At least three developments have occurred in the field of electronic circuits and systems which have made crystal-controlled clocking systems troublesome. Clocking rates, even in relatively inexpensive systems, have risen dramatically. Sending these high-frequency clock pulses coursing in conductors throughout an electronic system invites radio-like radiation and coupling of the clock pulses to functional signal conductors. Long conductors carrying very high frequency clock or timing pulses introduces a great potential for cross-talk and resultant disruption of the signal streams. Besides internal system problems from such radiation, the generation of and escape of such radiation might also exceed limits set by the U.S. FCC as well as the authorities of other countries.
The progress in microminiaturization of electronic components and circuits has further enhanced the potential for cross-talk of clock pulses into functional signal conductors by making the associated electrical components smaller.

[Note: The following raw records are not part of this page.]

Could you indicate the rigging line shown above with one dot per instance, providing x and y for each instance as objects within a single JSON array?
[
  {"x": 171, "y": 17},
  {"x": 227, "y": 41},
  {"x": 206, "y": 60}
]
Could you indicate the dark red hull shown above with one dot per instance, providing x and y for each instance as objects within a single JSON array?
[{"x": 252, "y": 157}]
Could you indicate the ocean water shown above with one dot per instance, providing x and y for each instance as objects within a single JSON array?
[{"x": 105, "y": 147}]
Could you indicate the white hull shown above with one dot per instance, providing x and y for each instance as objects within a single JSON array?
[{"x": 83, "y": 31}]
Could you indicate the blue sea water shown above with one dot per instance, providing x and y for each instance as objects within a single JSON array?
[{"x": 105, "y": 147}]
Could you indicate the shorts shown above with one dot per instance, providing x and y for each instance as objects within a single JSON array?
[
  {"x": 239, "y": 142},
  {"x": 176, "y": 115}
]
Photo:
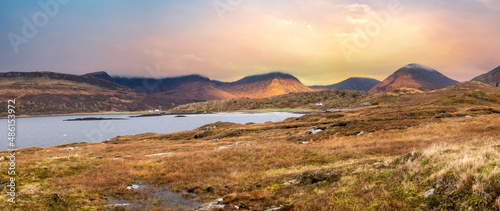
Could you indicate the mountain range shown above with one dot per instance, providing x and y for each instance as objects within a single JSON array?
[
  {"x": 492, "y": 77},
  {"x": 354, "y": 83},
  {"x": 48, "y": 92},
  {"x": 414, "y": 76}
]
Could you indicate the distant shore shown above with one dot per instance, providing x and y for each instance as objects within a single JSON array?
[{"x": 165, "y": 113}]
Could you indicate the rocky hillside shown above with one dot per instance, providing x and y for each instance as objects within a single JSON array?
[
  {"x": 354, "y": 83},
  {"x": 266, "y": 85},
  {"x": 492, "y": 77},
  {"x": 414, "y": 76},
  {"x": 55, "y": 93}
]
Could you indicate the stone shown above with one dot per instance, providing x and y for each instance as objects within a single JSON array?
[
  {"x": 117, "y": 205},
  {"x": 134, "y": 187},
  {"x": 216, "y": 204},
  {"x": 290, "y": 182},
  {"x": 429, "y": 192},
  {"x": 158, "y": 154},
  {"x": 314, "y": 131}
]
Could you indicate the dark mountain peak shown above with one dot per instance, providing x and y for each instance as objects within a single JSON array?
[
  {"x": 414, "y": 67},
  {"x": 101, "y": 74},
  {"x": 353, "y": 83},
  {"x": 491, "y": 77},
  {"x": 265, "y": 77},
  {"x": 414, "y": 76},
  {"x": 68, "y": 77}
]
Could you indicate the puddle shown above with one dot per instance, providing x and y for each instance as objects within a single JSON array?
[{"x": 151, "y": 197}]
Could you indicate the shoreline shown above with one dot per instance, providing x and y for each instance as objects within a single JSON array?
[
  {"x": 146, "y": 114},
  {"x": 74, "y": 114}
]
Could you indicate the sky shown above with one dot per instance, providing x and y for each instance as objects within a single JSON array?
[{"x": 318, "y": 41}]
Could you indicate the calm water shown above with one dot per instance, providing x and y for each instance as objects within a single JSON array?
[{"x": 50, "y": 131}]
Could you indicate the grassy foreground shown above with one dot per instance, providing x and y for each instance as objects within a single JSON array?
[{"x": 446, "y": 142}]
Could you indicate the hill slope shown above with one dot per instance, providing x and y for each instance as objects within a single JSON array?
[
  {"x": 266, "y": 85},
  {"x": 56, "y": 93},
  {"x": 492, "y": 77},
  {"x": 414, "y": 76},
  {"x": 354, "y": 83}
]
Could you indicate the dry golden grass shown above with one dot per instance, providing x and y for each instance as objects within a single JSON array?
[{"x": 404, "y": 152}]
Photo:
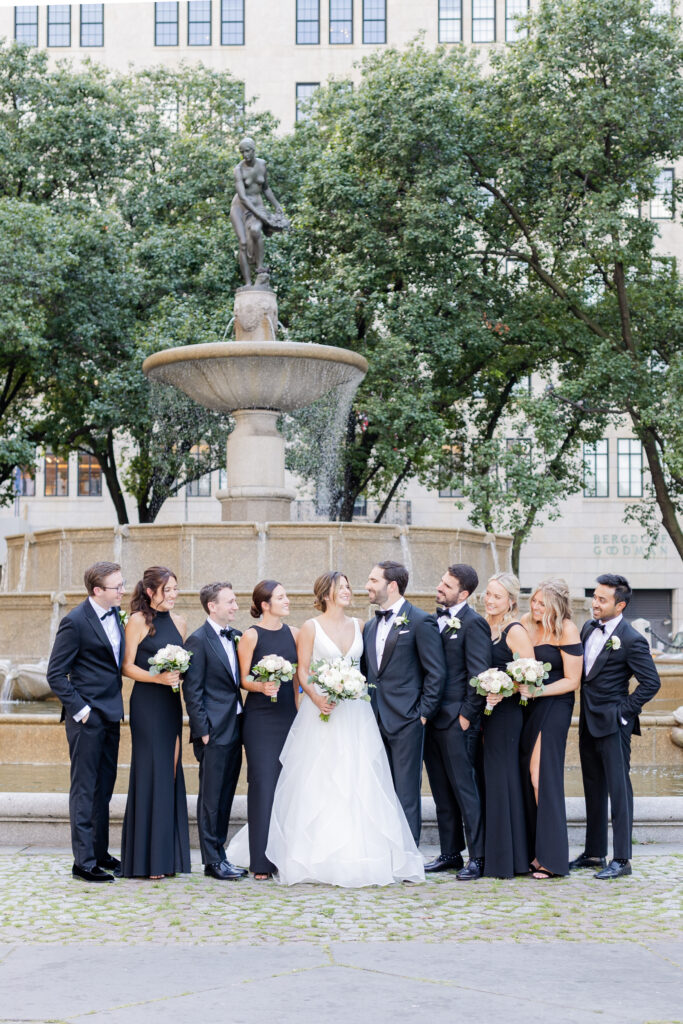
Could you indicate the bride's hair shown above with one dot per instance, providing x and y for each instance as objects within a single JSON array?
[{"x": 328, "y": 586}]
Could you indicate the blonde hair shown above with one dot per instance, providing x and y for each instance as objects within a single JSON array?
[
  {"x": 326, "y": 586},
  {"x": 510, "y": 583},
  {"x": 556, "y": 599}
]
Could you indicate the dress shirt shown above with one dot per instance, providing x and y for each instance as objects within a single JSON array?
[
  {"x": 449, "y": 613},
  {"x": 228, "y": 647},
  {"x": 597, "y": 640},
  {"x": 384, "y": 627}
]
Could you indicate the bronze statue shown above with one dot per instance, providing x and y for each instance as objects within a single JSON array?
[{"x": 250, "y": 218}]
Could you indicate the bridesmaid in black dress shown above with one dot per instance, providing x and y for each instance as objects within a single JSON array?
[
  {"x": 505, "y": 843},
  {"x": 547, "y": 722},
  {"x": 266, "y": 723},
  {"x": 156, "y": 835}
]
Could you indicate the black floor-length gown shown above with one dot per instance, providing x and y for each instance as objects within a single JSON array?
[
  {"x": 264, "y": 731},
  {"x": 505, "y": 842},
  {"x": 156, "y": 834},
  {"x": 549, "y": 717}
]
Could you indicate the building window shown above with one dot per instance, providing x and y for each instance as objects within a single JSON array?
[
  {"x": 232, "y": 23},
  {"x": 26, "y": 25},
  {"x": 304, "y": 90},
  {"x": 199, "y": 23},
  {"x": 92, "y": 25},
  {"x": 450, "y": 20},
  {"x": 58, "y": 25},
  {"x": 629, "y": 468},
  {"x": 341, "y": 22},
  {"x": 483, "y": 20},
  {"x": 374, "y": 20},
  {"x": 89, "y": 476},
  {"x": 56, "y": 476},
  {"x": 596, "y": 469},
  {"x": 513, "y": 31},
  {"x": 166, "y": 25},
  {"x": 662, "y": 205},
  {"x": 308, "y": 23}
]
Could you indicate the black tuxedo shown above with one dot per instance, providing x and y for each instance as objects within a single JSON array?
[
  {"x": 213, "y": 698},
  {"x": 450, "y": 752},
  {"x": 408, "y": 686},
  {"x": 83, "y": 670},
  {"x": 604, "y": 742}
]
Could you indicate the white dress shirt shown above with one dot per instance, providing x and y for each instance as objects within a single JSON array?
[
  {"x": 597, "y": 640},
  {"x": 384, "y": 627},
  {"x": 228, "y": 647},
  {"x": 449, "y": 613}
]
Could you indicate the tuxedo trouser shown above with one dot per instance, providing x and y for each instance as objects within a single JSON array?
[
  {"x": 219, "y": 771},
  {"x": 404, "y": 754},
  {"x": 93, "y": 749},
  {"x": 605, "y": 766},
  {"x": 449, "y": 760}
]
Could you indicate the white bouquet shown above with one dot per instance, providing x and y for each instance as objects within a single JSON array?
[
  {"x": 528, "y": 671},
  {"x": 339, "y": 681},
  {"x": 274, "y": 669},
  {"x": 170, "y": 658},
  {"x": 493, "y": 681}
]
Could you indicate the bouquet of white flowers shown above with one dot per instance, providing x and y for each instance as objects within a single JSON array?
[
  {"x": 170, "y": 658},
  {"x": 493, "y": 681},
  {"x": 530, "y": 672},
  {"x": 339, "y": 681},
  {"x": 274, "y": 669}
]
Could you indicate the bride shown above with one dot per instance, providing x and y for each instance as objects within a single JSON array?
[{"x": 336, "y": 817}]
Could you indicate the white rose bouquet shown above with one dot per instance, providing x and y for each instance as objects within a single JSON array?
[
  {"x": 170, "y": 658},
  {"x": 272, "y": 669},
  {"x": 493, "y": 681},
  {"x": 339, "y": 681},
  {"x": 530, "y": 672}
]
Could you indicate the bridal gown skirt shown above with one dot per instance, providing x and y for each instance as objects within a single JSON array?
[{"x": 336, "y": 817}]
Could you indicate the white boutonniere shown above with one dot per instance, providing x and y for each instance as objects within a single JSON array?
[{"x": 453, "y": 625}]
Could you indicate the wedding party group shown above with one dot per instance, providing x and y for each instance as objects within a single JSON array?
[{"x": 339, "y": 718}]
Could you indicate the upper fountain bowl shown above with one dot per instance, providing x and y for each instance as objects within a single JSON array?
[{"x": 275, "y": 375}]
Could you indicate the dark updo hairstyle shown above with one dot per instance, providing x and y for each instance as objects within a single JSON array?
[
  {"x": 153, "y": 579},
  {"x": 327, "y": 586},
  {"x": 263, "y": 591}
]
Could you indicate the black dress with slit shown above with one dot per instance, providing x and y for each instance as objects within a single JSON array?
[
  {"x": 549, "y": 718},
  {"x": 156, "y": 834},
  {"x": 505, "y": 839},
  {"x": 265, "y": 726}
]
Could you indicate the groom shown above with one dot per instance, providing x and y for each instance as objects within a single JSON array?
[{"x": 403, "y": 662}]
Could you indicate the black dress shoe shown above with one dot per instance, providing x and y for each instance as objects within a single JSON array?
[
  {"x": 223, "y": 870},
  {"x": 614, "y": 869},
  {"x": 96, "y": 875},
  {"x": 444, "y": 862},
  {"x": 583, "y": 860},
  {"x": 473, "y": 869}
]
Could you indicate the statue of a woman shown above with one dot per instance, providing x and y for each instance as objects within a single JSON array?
[{"x": 250, "y": 218}]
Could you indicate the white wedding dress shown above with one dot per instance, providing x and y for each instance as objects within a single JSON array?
[{"x": 336, "y": 817}]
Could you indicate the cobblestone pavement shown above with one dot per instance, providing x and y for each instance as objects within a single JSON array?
[{"x": 41, "y": 902}]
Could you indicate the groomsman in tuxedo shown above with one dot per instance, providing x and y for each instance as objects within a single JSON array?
[
  {"x": 403, "y": 660},
  {"x": 84, "y": 672},
  {"x": 613, "y": 651},
  {"x": 451, "y": 735},
  {"x": 211, "y": 689}
]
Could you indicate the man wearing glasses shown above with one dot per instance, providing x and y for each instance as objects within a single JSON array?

These smaller electronic components are thus more sensitive to small charges injected by cross-talk into their associated conductors.
As the integrated circuit components have gotten smaller, it would seem that their associated conductors would have gotten shorter and less likely to receive substantial amounts of cross-talk-linked electrical charge as a result of radiations from the high-frequency clock conductors. However, the sizes of systems have also grown. Therefore, the conductor lengths have not shortened as much as the component sizes have shrunk and the clock frequencies have increased.

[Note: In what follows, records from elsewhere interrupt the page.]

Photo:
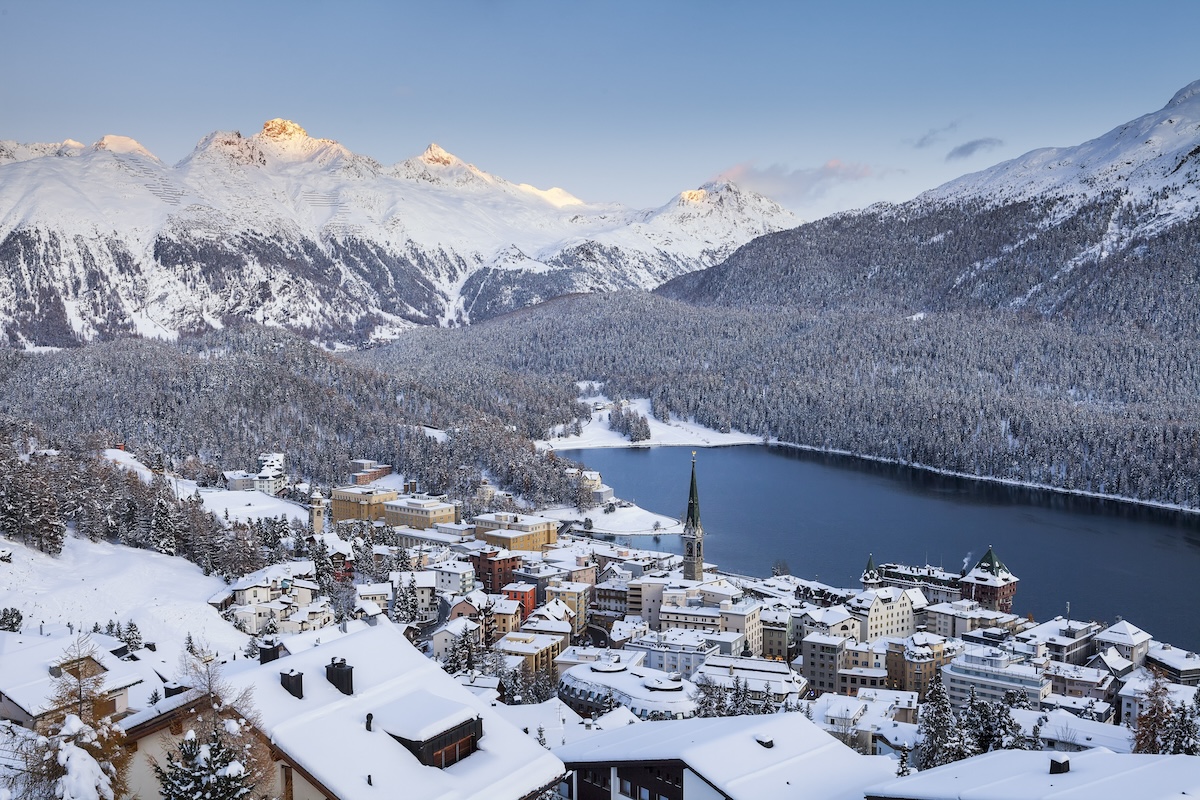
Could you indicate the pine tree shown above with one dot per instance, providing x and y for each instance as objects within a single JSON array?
[
  {"x": 1182, "y": 734},
  {"x": 903, "y": 769},
  {"x": 1155, "y": 717},
  {"x": 11, "y": 619},
  {"x": 132, "y": 636},
  {"x": 942, "y": 741},
  {"x": 75, "y": 725},
  {"x": 323, "y": 567},
  {"x": 208, "y": 771}
]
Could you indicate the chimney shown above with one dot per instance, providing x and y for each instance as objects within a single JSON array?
[
  {"x": 269, "y": 650},
  {"x": 293, "y": 681},
  {"x": 340, "y": 674}
]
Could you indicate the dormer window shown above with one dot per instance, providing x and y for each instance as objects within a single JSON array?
[{"x": 437, "y": 731}]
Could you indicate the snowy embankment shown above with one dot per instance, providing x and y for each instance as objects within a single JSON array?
[
  {"x": 689, "y": 433},
  {"x": 678, "y": 432},
  {"x": 238, "y": 506},
  {"x": 624, "y": 521},
  {"x": 95, "y": 582}
]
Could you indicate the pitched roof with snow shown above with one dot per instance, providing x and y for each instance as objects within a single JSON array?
[
  {"x": 325, "y": 734},
  {"x": 761, "y": 756},
  {"x": 1024, "y": 774}
]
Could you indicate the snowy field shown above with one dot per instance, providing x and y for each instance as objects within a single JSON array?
[
  {"x": 240, "y": 506},
  {"x": 630, "y": 521},
  {"x": 94, "y": 582},
  {"x": 677, "y": 432}
]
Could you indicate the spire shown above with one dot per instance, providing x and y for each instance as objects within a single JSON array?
[
  {"x": 990, "y": 564},
  {"x": 693, "y": 519},
  {"x": 871, "y": 572},
  {"x": 693, "y": 533}
]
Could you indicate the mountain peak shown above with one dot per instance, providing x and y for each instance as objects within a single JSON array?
[
  {"x": 1186, "y": 94},
  {"x": 436, "y": 155},
  {"x": 121, "y": 144},
  {"x": 281, "y": 130}
]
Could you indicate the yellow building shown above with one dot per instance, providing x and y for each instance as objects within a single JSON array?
[
  {"x": 516, "y": 531},
  {"x": 359, "y": 503},
  {"x": 539, "y": 650},
  {"x": 418, "y": 511}
]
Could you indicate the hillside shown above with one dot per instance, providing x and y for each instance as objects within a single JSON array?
[
  {"x": 287, "y": 229},
  {"x": 1104, "y": 233}
]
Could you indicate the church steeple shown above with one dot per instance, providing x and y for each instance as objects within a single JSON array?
[
  {"x": 871, "y": 578},
  {"x": 693, "y": 533}
]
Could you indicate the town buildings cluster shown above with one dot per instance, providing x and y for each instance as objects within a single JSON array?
[{"x": 480, "y": 642}]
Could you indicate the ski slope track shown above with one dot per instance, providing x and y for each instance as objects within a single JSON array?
[{"x": 286, "y": 229}]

One common approach to shortening the conductor paths that carry high-frequency clock pulses is to place a crystal oscillator next to each very large scale integrated circuit (VLSI). This can get expensive and uses an inordinate amount of circuit board area. The use of a great many individual crystal oscillators also multiplies the number of the less-reliable components that could fail and cause a system failure. That only compounds the reliability problem with the use of crystal oscillators. It also makes it difficult to control the phasing between the several VLSI chips in a system.
With so much integrated circuitry on a single printed circuit board, power budgeting can become a problem. If too many things happen simultaneously, current surges can be experienced by the various DC voltage sources that supply the printed circuit board.

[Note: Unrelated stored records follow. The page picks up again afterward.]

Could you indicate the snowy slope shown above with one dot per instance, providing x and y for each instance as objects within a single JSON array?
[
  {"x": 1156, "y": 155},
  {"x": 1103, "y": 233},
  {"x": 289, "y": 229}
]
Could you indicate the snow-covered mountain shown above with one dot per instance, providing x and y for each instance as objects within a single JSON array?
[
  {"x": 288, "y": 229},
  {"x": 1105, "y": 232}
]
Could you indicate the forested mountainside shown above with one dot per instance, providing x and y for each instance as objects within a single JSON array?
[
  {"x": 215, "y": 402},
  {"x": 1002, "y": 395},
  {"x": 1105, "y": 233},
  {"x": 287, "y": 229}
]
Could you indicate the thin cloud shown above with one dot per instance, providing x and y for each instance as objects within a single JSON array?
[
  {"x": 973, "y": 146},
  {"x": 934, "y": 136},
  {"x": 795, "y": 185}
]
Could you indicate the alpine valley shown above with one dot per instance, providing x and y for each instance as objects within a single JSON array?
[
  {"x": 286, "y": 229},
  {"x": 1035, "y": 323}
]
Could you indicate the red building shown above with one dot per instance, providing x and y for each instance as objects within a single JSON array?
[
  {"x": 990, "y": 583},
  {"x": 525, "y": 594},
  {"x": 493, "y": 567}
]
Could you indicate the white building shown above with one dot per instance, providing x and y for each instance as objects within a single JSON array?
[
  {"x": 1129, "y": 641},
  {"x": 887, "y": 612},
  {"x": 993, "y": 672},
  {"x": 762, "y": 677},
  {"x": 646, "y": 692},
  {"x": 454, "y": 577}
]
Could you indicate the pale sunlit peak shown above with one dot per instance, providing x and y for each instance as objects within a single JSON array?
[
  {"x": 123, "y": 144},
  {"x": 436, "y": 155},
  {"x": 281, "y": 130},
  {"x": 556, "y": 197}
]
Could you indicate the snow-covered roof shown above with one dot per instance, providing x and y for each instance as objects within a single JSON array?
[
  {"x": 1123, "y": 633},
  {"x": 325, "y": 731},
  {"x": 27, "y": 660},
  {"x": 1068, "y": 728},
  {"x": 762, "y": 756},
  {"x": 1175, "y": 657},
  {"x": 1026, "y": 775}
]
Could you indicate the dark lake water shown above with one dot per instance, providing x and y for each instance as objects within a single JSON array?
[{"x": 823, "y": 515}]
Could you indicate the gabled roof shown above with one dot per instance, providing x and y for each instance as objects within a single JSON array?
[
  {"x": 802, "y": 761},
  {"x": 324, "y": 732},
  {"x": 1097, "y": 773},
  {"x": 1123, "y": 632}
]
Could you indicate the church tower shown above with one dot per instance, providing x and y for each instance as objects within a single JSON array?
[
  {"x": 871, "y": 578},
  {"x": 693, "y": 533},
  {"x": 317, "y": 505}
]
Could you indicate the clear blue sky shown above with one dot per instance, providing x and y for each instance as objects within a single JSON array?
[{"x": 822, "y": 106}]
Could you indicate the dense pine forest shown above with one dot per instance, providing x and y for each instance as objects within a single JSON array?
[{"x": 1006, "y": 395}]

There have been attempts to attack the crystal clock reliability problem by providing two or more crystal clocks. Then, various ways are found to choose the better of two--for example, by noting if one is going as much as half as fast as the other. Another approach is to rectify the output of the clock and look at the average voltage level of the rectified and filtered output. A low filtered output voltage means that the associated oscillator has either stopped or has slowed appreciably. Alternatively, three or more oscillators can be provided and their outputs compared. Then the two out of three that agree are selected, and one of those two is then used.
Most of the schemes that use multiple crystal oscillators and then switch between them pay little attention to the possible system consequences that might result from abrupt phase changes in the system clock.